US GOVERNMENT USED PRISONERS TO TRAIN TATTOO RECOGNITION ALGORITHMS
Government scientists are working with the FBI to create an automated tattoo recognition system that uses federal and state prisoners as a “bottomless pool of free data,” according to a review of documents uncovered by the Electronic Frontier Foundation.
Tattoos are expressions of individuality, and getting inked typically communicates something unique about a person’s experiences, personality, or beliefs.
It’s no secret that law enforcement has long used tattoos to profile and identify criminal suspects. But more recently,the FBI teamed up with scientists at the National Institute for Standards and Technology (NIST) to create a system capable of identifying, grouping and making inferences about people based on their tattoos—something the EFF says raises serious First Amendment concerns.
One slide from an NIST presentation titled “Why Tattoos?” makes clear how law enforcement would use the system, which was developed alongside a group of third-party companies, universities, and private research institutions, to profile people en-masse. The slide explicitly states that tattoos “suggest affiliation to gangs, subcultures, religious or ritualistic beliefs, or political ideology” and “contain intelligence; messages, meaning and motivation.”
What’s more, the government researchers failed to disclose that 15,000 tattoo images used in the initial experiment, called “Tatt-C,” came from prisoners who had not consented to the experiment—apparently in violation of federal rules for ethical research.

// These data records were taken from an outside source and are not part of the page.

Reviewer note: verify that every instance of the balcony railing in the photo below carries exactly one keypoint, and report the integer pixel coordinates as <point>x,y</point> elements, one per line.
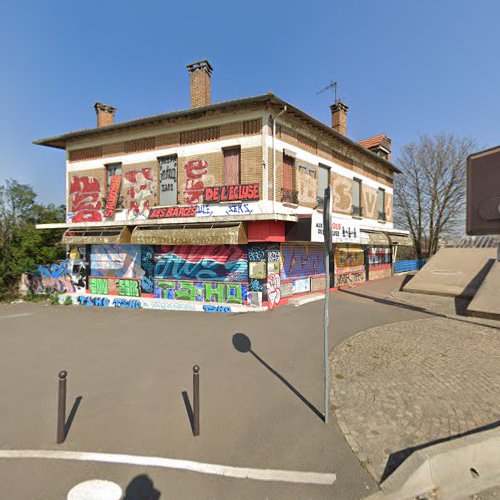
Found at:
<point>357,211</point>
<point>289,196</point>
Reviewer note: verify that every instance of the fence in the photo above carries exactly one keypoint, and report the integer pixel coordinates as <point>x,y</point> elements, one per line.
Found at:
<point>403,266</point>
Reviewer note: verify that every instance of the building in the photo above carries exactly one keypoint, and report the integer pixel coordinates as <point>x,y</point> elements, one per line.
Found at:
<point>219,207</point>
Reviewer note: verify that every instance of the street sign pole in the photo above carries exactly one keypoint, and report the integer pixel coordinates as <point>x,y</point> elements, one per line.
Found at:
<point>327,229</point>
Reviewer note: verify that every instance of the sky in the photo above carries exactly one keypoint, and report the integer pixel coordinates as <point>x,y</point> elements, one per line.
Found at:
<point>404,67</point>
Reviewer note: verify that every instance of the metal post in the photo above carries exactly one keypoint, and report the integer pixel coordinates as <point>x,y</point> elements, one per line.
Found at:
<point>196,400</point>
<point>327,227</point>
<point>61,408</point>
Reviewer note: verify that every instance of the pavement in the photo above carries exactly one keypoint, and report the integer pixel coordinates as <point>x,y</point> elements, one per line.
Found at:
<point>408,385</point>
<point>261,399</point>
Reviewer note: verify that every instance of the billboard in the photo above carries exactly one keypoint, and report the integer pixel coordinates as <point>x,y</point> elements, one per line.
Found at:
<point>483,192</point>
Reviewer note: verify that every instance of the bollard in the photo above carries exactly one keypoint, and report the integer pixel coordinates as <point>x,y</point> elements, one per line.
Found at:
<point>61,408</point>
<point>196,400</point>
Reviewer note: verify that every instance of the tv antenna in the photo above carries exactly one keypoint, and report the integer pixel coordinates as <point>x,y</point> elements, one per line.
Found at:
<point>333,85</point>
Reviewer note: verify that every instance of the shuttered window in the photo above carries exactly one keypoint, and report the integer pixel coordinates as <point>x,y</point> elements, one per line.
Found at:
<point>232,166</point>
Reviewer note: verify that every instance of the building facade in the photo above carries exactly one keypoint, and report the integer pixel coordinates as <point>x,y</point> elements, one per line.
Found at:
<point>219,207</point>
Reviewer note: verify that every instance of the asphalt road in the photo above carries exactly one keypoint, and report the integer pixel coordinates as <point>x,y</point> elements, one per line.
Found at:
<point>260,409</point>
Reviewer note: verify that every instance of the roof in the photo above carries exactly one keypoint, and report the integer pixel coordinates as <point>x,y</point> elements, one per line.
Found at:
<point>371,142</point>
<point>270,98</point>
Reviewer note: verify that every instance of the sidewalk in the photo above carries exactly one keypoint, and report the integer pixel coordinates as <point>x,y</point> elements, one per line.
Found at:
<point>407,385</point>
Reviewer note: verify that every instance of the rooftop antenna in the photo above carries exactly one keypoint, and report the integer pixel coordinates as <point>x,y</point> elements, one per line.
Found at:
<point>333,85</point>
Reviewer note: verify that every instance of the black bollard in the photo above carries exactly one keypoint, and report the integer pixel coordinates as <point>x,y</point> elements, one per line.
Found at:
<point>61,408</point>
<point>196,400</point>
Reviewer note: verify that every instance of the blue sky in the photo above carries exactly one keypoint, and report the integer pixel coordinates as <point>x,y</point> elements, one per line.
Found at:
<point>404,67</point>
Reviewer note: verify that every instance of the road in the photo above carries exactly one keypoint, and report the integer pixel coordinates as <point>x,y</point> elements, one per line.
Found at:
<point>260,408</point>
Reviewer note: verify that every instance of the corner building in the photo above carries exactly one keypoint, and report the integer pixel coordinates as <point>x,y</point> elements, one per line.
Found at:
<point>219,207</point>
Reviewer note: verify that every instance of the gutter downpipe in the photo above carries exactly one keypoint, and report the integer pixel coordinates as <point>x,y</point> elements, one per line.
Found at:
<point>274,156</point>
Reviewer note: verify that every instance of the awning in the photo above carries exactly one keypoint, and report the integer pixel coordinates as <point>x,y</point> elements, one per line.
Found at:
<point>376,239</point>
<point>190,234</point>
<point>119,234</point>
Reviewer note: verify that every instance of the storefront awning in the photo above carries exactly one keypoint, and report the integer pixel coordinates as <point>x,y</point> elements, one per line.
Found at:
<point>96,235</point>
<point>376,239</point>
<point>191,234</point>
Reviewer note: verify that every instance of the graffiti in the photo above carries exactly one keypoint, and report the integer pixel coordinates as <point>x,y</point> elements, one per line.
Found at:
<point>301,286</point>
<point>88,300</point>
<point>170,212</point>
<point>127,303</point>
<point>244,192</point>
<point>129,288</point>
<point>379,256</point>
<point>147,265</point>
<point>210,308</point>
<point>114,193</point>
<point>201,291</point>
<point>195,172</point>
<point>168,180</point>
<point>273,290</point>
<point>302,260</point>
<point>116,261</point>
<point>244,208</point>
<point>255,285</point>
<point>99,286</point>
<point>203,262</point>
<point>139,189</point>
<point>85,199</point>
<point>349,279</point>
<point>349,256</point>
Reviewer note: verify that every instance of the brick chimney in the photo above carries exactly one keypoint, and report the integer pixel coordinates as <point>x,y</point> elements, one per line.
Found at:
<point>199,75</point>
<point>339,117</point>
<point>105,114</point>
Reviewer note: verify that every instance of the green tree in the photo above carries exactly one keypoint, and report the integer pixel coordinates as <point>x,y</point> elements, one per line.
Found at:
<point>23,247</point>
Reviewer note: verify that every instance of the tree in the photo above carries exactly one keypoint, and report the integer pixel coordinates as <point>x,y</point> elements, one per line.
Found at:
<point>22,247</point>
<point>429,196</point>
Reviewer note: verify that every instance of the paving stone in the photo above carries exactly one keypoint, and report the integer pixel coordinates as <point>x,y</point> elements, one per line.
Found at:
<point>422,380</point>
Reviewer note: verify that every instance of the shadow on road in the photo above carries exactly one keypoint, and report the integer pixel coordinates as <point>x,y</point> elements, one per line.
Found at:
<point>397,458</point>
<point>189,409</point>
<point>243,344</point>
<point>141,488</point>
<point>72,415</point>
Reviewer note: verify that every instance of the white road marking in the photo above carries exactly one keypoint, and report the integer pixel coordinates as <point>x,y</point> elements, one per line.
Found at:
<point>95,489</point>
<point>16,315</point>
<point>287,476</point>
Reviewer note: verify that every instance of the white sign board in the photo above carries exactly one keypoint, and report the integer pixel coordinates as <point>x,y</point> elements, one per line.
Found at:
<point>168,180</point>
<point>343,230</point>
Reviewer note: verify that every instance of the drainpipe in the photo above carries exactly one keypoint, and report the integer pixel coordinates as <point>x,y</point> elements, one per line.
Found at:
<point>274,157</point>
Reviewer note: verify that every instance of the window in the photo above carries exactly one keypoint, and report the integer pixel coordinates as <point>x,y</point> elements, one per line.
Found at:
<point>111,170</point>
<point>381,204</point>
<point>323,182</point>
<point>356,198</point>
<point>232,166</point>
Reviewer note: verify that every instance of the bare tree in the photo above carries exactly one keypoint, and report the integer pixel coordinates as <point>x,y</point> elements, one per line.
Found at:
<point>429,196</point>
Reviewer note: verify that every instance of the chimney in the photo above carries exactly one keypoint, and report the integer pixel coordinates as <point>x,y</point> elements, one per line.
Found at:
<point>105,114</point>
<point>199,75</point>
<point>339,117</point>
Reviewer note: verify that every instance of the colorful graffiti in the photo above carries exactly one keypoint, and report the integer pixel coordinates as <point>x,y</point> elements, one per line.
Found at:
<point>85,199</point>
<point>148,266</point>
<point>302,260</point>
<point>116,261</point>
<point>245,192</point>
<point>273,290</point>
<point>203,291</point>
<point>139,189</point>
<point>195,173</point>
<point>204,262</point>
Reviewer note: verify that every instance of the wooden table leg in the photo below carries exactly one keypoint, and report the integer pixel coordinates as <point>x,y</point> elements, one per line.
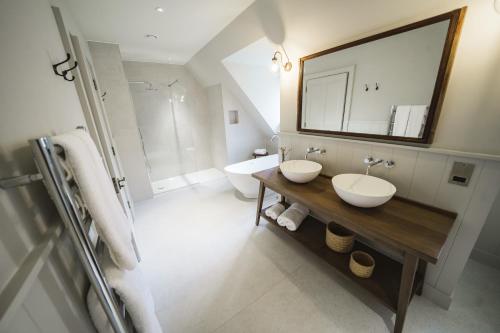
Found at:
<point>260,200</point>
<point>405,289</point>
<point>422,268</point>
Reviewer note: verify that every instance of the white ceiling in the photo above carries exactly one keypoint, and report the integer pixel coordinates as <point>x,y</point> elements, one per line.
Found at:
<point>259,53</point>
<point>183,28</point>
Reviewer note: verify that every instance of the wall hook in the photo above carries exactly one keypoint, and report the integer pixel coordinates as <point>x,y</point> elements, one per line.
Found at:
<point>54,67</point>
<point>66,71</point>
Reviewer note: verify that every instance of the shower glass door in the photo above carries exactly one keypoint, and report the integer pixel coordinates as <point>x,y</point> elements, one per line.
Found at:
<point>167,138</point>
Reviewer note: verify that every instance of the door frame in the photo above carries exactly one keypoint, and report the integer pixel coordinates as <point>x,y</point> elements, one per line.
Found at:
<point>350,70</point>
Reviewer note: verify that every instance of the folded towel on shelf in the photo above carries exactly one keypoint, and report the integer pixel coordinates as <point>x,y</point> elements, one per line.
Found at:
<point>99,196</point>
<point>300,207</point>
<point>293,217</point>
<point>275,210</point>
<point>134,292</point>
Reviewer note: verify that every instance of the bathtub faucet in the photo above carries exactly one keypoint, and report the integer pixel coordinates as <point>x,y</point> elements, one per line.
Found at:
<point>311,150</point>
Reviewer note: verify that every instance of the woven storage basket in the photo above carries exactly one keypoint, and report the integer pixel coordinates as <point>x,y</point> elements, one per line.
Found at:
<point>361,264</point>
<point>339,239</point>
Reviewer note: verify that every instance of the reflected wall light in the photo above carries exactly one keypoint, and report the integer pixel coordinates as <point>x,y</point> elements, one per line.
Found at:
<point>277,60</point>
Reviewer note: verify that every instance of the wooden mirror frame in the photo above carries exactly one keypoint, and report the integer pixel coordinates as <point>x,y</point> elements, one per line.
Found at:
<point>456,19</point>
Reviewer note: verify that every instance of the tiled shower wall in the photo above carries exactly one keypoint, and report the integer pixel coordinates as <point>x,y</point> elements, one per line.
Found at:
<point>421,176</point>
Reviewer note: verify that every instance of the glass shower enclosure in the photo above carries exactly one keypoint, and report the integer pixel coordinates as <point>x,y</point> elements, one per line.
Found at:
<point>163,118</point>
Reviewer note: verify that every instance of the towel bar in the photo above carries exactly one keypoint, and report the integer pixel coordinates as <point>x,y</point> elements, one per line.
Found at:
<point>11,182</point>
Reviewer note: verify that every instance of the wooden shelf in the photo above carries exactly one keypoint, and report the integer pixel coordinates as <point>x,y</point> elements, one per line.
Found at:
<point>385,281</point>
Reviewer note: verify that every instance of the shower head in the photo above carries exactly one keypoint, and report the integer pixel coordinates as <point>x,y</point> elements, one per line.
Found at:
<point>149,85</point>
<point>173,82</point>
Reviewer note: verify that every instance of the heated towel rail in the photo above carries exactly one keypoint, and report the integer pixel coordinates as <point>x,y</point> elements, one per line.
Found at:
<point>64,191</point>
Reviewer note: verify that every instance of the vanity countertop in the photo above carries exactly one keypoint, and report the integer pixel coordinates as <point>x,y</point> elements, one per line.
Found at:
<point>400,223</point>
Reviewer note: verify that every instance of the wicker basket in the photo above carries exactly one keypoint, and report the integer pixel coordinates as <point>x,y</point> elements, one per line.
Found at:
<point>339,239</point>
<point>361,264</point>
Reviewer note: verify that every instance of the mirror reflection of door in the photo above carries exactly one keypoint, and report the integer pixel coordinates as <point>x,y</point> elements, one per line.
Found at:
<point>325,101</point>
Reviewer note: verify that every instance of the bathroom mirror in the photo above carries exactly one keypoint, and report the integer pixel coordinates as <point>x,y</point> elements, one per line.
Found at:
<point>388,86</point>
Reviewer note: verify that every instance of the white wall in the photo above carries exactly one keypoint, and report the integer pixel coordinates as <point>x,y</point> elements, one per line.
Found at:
<point>469,122</point>
<point>261,87</point>
<point>231,143</point>
<point>487,248</point>
<point>120,111</point>
<point>217,122</point>
<point>208,68</point>
<point>245,136</point>
<point>35,102</point>
<point>250,68</point>
<point>175,140</point>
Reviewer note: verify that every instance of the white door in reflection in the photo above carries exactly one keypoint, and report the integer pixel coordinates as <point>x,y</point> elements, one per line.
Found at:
<point>325,101</point>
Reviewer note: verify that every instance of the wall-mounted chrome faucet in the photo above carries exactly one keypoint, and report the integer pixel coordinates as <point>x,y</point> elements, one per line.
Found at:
<point>312,150</point>
<point>371,162</point>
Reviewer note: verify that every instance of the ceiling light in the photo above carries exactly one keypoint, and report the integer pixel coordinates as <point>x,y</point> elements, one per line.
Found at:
<point>278,59</point>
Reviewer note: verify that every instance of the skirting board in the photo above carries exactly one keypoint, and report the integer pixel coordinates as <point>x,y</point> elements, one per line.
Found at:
<point>485,258</point>
<point>437,297</point>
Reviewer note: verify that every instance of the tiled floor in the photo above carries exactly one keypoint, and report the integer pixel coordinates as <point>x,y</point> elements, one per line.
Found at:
<point>174,183</point>
<point>211,270</point>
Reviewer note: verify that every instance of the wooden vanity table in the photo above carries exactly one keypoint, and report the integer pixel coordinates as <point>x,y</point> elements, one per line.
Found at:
<point>415,231</point>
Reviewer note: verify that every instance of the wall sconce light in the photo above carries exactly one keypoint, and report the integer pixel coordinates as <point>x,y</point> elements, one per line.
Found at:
<point>278,60</point>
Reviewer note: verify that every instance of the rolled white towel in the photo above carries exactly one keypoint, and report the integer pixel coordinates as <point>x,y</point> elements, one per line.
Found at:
<point>300,207</point>
<point>275,210</point>
<point>292,218</point>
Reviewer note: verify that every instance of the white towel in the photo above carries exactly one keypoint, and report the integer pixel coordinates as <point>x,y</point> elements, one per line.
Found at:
<point>401,120</point>
<point>99,196</point>
<point>260,151</point>
<point>275,210</point>
<point>300,207</point>
<point>416,120</point>
<point>293,217</point>
<point>135,294</point>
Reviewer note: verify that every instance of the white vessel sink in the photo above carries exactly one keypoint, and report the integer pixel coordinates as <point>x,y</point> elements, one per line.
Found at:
<point>300,171</point>
<point>362,190</point>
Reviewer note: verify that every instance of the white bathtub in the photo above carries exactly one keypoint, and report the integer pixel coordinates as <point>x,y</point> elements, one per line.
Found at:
<point>240,174</point>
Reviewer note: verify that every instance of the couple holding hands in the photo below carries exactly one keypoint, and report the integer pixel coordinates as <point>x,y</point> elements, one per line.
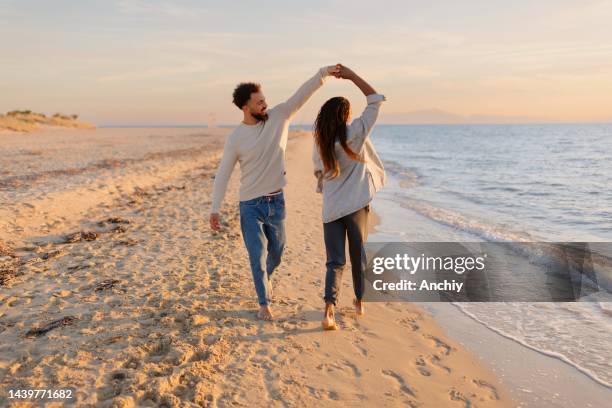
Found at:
<point>348,169</point>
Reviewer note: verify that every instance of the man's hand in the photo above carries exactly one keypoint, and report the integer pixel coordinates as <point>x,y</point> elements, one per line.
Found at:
<point>344,72</point>
<point>215,222</point>
<point>334,70</point>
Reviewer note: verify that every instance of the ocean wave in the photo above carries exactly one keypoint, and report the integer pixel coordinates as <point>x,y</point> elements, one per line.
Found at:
<point>595,371</point>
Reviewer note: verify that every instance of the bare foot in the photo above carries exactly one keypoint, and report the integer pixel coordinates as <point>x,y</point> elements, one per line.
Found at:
<point>265,313</point>
<point>359,308</point>
<point>329,321</point>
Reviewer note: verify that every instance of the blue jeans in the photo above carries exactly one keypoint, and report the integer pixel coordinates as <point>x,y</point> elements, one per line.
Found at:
<point>262,221</point>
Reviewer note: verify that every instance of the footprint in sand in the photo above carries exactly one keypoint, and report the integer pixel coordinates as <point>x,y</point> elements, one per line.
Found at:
<point>493,394</point>
<point>422,367</point>
<point>403,386</point>
<point>445,348</point>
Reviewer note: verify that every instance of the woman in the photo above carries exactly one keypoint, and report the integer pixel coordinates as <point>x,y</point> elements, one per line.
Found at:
<point>350,172</point>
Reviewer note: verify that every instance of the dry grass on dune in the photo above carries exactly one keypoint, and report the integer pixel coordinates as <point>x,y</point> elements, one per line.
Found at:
<point>28,121</point>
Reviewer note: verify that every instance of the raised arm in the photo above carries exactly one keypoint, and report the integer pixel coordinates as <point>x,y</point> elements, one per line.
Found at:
<point>224,172</point>
<point>290,107</point>
<point>360,128</point>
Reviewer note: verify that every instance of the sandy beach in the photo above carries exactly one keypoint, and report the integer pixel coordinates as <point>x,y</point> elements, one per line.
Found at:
<point>114,286</point>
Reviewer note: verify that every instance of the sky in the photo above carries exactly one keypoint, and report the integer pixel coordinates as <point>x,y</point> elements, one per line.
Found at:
<point>176,62</point>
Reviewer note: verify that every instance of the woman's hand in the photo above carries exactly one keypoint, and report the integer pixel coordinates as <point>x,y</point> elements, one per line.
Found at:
<point>333,70</point>
<point>344,72</point>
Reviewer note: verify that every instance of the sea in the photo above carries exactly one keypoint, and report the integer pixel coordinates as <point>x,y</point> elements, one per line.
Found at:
<point>509,183</point>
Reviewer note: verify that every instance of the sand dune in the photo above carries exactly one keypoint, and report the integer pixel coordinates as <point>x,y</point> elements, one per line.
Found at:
<point>129,299</point>
<point>27,121</point>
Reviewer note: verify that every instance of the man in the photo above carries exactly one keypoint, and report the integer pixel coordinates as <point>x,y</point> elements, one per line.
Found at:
<point>259,143</point>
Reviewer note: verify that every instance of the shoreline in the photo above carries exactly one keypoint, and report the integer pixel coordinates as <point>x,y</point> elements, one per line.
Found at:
<point>545,381</point>
<point>143,305</point>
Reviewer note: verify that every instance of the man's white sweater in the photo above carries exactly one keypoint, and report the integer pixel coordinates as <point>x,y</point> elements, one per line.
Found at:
<point>260,148</point>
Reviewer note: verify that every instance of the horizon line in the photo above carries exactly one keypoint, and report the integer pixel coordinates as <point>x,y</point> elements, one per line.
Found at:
<point>227,125</point>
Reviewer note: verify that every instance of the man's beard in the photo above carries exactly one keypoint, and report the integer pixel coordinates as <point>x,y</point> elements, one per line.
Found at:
<point>262,117</point>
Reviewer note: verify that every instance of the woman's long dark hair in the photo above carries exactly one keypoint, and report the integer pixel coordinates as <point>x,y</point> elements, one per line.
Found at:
<point>330,127</point>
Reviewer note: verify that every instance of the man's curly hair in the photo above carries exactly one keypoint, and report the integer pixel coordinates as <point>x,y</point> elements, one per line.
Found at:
<point>243,92</point>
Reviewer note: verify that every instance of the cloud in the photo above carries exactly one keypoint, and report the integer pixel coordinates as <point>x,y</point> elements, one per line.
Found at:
<point>161,9</point>
<point>156,73</point>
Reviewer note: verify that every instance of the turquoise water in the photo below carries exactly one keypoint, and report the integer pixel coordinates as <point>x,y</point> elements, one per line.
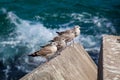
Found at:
<point>25,25</point>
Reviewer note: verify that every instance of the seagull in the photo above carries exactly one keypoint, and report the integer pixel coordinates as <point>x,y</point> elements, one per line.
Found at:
<point>47,51</point>
<point>61,42</point>
<point>76,29</point>
<point>69,35</point>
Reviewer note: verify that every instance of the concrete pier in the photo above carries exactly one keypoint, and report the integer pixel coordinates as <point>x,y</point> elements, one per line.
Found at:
<point>74,63</point>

The use of prisoners in scientific research comes with a number of caveats to protect inmates from exploitation. Specifically, the rules limit the kinds of experiments that can be performed and require oversight by an independent review board that must include representation from at least one inmate.
But according to the documents obtained by the EFF, the researchers failed to disclose the experiment’s use of prisoners, initially saying only that the data was “operationally collected.” NIST higher-ups only approved the experiment retroactively, under the impression that it didn’t involve data from human subjects at all.
The data was also distributed to 19 different third party companies and organizations, including MorphoTrak, a massive biometric technology firm that has done business with various US agencies.